Yesterday I went to collect my oak order form DW's. I have to say I am delighted with the production and the finish. I decided to get them to finish the wood as they have the setup and its one less job for me. I'm glad I did, it looks great.
On paper the quantity didn't seem that much, I certainly didn't visualise just how much there would be. So now I have oak trim everywhere.
Guess what I'm going to busy doing over Christmas. This is now the beginning of the end of the fit out.
I have finished putting up the lounge and kitchen ceiling and additional lights over the hob. It was touch and go as weather or not I would have enough material. I did a calculation before I ordered. Due to the cost of it I didn't want any over. Looks like I failed ;-)
It was this and the end trimmings
This is the finished ceiling.
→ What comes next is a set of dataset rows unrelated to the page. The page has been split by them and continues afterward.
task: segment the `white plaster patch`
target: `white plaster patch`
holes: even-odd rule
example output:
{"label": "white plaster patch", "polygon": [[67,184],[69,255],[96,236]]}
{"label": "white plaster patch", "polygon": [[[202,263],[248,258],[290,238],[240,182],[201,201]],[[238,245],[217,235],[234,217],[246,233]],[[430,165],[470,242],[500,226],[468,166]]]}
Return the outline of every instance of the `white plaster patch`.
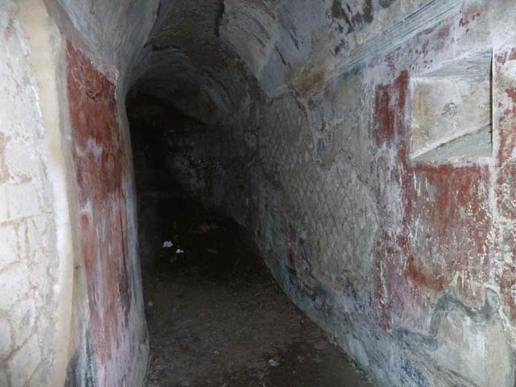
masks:
{"label": "white plaster patch", "polygon": [[11,343],[11,327],[7,320],[0,317],[0,358],[9,353]]}
{"label": "white plaster patch", "polygon": [[41,360],[41,351],[36,336],[29,338],[9,362],[12,385],[24,385]]}
{"label": "white plaster patch", "polygon": [[28,292],[27,271],[26,266],[18,264],[0,273],[0,294],[2,295],[0,309],[10,310]]}

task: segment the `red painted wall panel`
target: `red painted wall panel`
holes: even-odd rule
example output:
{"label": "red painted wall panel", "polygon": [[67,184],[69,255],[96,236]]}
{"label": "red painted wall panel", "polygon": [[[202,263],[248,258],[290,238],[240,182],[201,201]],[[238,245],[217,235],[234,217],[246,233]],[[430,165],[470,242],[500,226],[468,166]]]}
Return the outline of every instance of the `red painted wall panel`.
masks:
{"label": "red painted wall panel", "polygon": [[86,324],[96,367],[94,377],[95,385],[113,385],[114,380],[123,385],[123,375],[128,373],[123,367],[131,356],[132,288],[126,168],[115,86],[69,41],[67,54],[80,249],[90,312]]}

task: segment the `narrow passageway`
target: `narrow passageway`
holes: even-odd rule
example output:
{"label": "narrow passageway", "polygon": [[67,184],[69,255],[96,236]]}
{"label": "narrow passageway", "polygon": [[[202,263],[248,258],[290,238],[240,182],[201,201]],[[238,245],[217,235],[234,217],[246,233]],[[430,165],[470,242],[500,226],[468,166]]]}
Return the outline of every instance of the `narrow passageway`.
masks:
{"label": "narrow passageway", "polygon": [[148,385],[369,385],[283,293],[241,227],[189,198],[171,175],[171,131],[206,129],[174,113],[130,112]]}
{"label": "narrow passageway", "polygon": [[171,203],[161,213],[174,219],[174,246],[143,272],[149,385],[369,385],[282,293],[234,222]]}

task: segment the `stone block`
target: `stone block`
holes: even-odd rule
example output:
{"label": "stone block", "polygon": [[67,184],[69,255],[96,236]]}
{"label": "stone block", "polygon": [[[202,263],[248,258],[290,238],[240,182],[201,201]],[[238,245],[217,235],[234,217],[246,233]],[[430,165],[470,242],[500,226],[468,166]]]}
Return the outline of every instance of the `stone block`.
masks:
{"label": "stone block", "polygon": [[9,311],[28,292],[28,271],[27,267],[16,265],[0,273],[0,310]]}

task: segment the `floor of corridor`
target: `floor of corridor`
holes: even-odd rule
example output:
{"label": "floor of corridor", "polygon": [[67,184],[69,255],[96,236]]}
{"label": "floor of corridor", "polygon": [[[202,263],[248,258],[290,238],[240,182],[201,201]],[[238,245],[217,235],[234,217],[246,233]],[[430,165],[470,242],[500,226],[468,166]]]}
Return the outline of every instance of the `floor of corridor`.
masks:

It has a light oak grain imprinted in the paneling and its a cellular construction. Its made for outside cladding so is fairly tough compared to the products you can get in B&Q etc. It cuts well with a sharp saw but will splinter with a blunt one. All my engineered products are cut using a Triple Tip TCT saw blade.
Nice and tidy up top, not so below!
Oh well that's just me, I've always been the same.
For the last couple of mornings the CH has failed to start on the programmer but would get going with a bit of fiddling with. Not exactly what's needed so today it failed to start at all so the control box has gone back for assessment.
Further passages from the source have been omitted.